Kohle, Gas oder Strom – die Grillsaison beginnt, und mit ihr die Qual der Wahl. Nicht jedes Modell passt zu jedem Alltag.
Mit dem ersten warmen Wochenende kehrt ein vertrautes Ritual zurück: Irgendwo in der Nachbarschaft steigt Rauch auf, der Geruch von Gegrilltem zieht durch die Straßen, und wer noch kein passendes Gerät besitzt, stellt sich unweigerlich dieselbe Frage – welcher Grill soll es sein?
Die Antwort darauf fällt nicht immer leicht, denn die richtige Wahl hängt von ganz unterschiedlichen Faktoren ab: vom verfügbaren Platz, vom bevorzugten Ort des Grillens und davon, wie viel Aufwand man bereit ist, in Vorbereitung und Pflege zu investieren. Ob jemand das ursprüngliche Erlebnis mit Feuer und Rauch sucht oder lieber auf unkomplizierte Handhabung setzt – der Markt hält für jede Anforderung ein geeignetes Modell bereit.
Kohle, Gas oder Strom
Für eine bestimmte Gruppe von Grillbegeisterten beginnt das echte Erlebnis erst mit dem Anzünden der Kohle. Der Holzkohlegrill steht für ein rauchiges, intensives Aroma, das untrennbar mit lauen Sommerabenden und geselligen Gartenrunden verbunden ist. Ein weiterer Pluspunkt: Kohlegrills gehören zu den günstigsten Optionen überhaupt, sind leicht zu transportieren und damit auch für Ausflüge an den See oder in den Park bestens geeignet.

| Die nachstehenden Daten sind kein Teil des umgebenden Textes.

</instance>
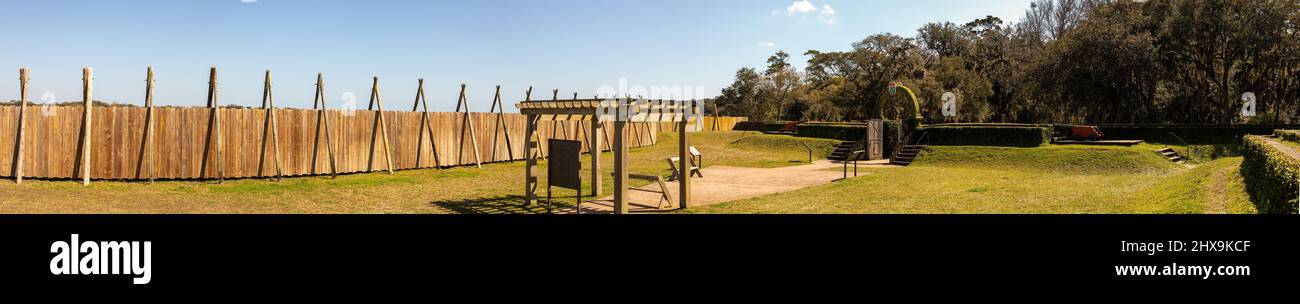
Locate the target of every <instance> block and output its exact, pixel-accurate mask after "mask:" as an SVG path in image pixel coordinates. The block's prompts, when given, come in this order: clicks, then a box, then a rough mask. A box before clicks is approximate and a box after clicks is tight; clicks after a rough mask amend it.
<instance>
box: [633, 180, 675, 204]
mask: <svg viewBox="0 0 1300 304" xmlns="http://www.w3.org/2000/svg"><path fill="white" fill-rule="evenodd" d="M628 178H630V179H641V181H650V182H655V183H659V191H654V190H643V188H630V190H636V191H645V192H651V194H659V205H656V207H655V208H659V209H663V204H664V203H666V201H667V203H668V207H672V194H669V192H668V184H667V183H664V182H663V177H659V175H643V174H628Z"/></svg>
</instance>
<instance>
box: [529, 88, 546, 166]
mask: <svg viewBox="0 0 1300 304" xmlns="http://www.w3.org/2000/svg"><path fill="white" fill-rule="evenodd" d="M524 101H533V87H528V91H526V92H524ZM538 122H541V116H534V118H530V120H528V123H534V125H533V135H528V138H524V142H528V140H533V139H534V136H536V139H537V153H536V155H534V153H532V152H529V153H525V155H526V156H524V157H530V158H538V157H541V158H546V147H545V146H542V143H545V142H542V131H541V130H538V129H537V126H538V125H536V123H538Z"/></svg>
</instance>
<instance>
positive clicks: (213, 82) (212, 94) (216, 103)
mask: <svg viewBox="0 0 1300 304" xmlns="http://www.w3.org/2000/svg"><path fill="white" fill-rule="evenodd" d="M208 109H209V114H208V138H205V139H204V140H203V146H204V147H203V160H201V161H200V162H199V164H200V165H199V177H204V174H207V171H208V156H214V157H212V158H213V161H216V162H217V183H225V181H226V179H225V168H224V166H222V161H224V160H222V157H221V151H222V148H221V146H222V142H221V92H220V91H218V90H217V68H216V66H212V69H211V70H209V73H208ZM213 142H216V143H213ZM213 146H216V147H213Z"/></svg>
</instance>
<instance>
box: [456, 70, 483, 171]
mask: <svg viewBox="0 0 1300 304" xmlns="http://www.w3.org/2000/svg"><path fill="white" fill-rule="evenodd" d="M461 105H464V107H465V112H464V113H465V114H464V120H463V121H461V122H463V123H460V147H459V149H458V151H460V153H459V155H458V156H456V162H460V161H463V160H464V153H465V152H464V151H465V133H467V131H468V133H469V144H471V146H472V147H473V151H474V166H477V168H484V164H482V158H481V157H478V133H477V131H474V120H473V117H472V116H471V114H469V113H471V112H469V97H467V95H465V84H464V83H460V97H458V100H456V112H460V107H461Z"/></svg>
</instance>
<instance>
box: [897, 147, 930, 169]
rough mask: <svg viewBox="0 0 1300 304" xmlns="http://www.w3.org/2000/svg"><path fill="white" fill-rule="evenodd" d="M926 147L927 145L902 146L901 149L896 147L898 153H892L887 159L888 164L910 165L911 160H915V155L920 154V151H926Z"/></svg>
mask: <svg viewBox="0 0 1300 304" xmlns="http://www.w3.org/2000/svg"><path fill="white" fill-rule="evenodd" d="M927 147H928V146H904V147H902V149H898V155H894V157H893V158H891V160H889V164H891V165H897V166H907V165H911V162H913V161H915V160H917V157H918V156H920V152H922V151H926V148H927Z"/></svg>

Auf der anderen Seite erfordert diese Grillvariante ein gewisses Maß an Geduld – bis die Glut die nötige Hitze entwickelt hat, vergehen in der Regel etwa dreißig Minuten. Die Temperatur lässt sich nur bedingt steuern, Rauch und offene Flammen sind unvermeidlich, und die Reinigung nach dem Grillen gilt als aufwendig.
Wer keine Zeit verlieren möchte, greift zum Elektrogrill. Anschließen, kurz vorheizen, loslegen – mehr braucht es nicht. Gerade auf Balkonen hat sich dieses Modell bewährt, weil es kaum Rauch entwickelt und damit Konflikte mit der Nachbarschaft weitgehend vermeidet.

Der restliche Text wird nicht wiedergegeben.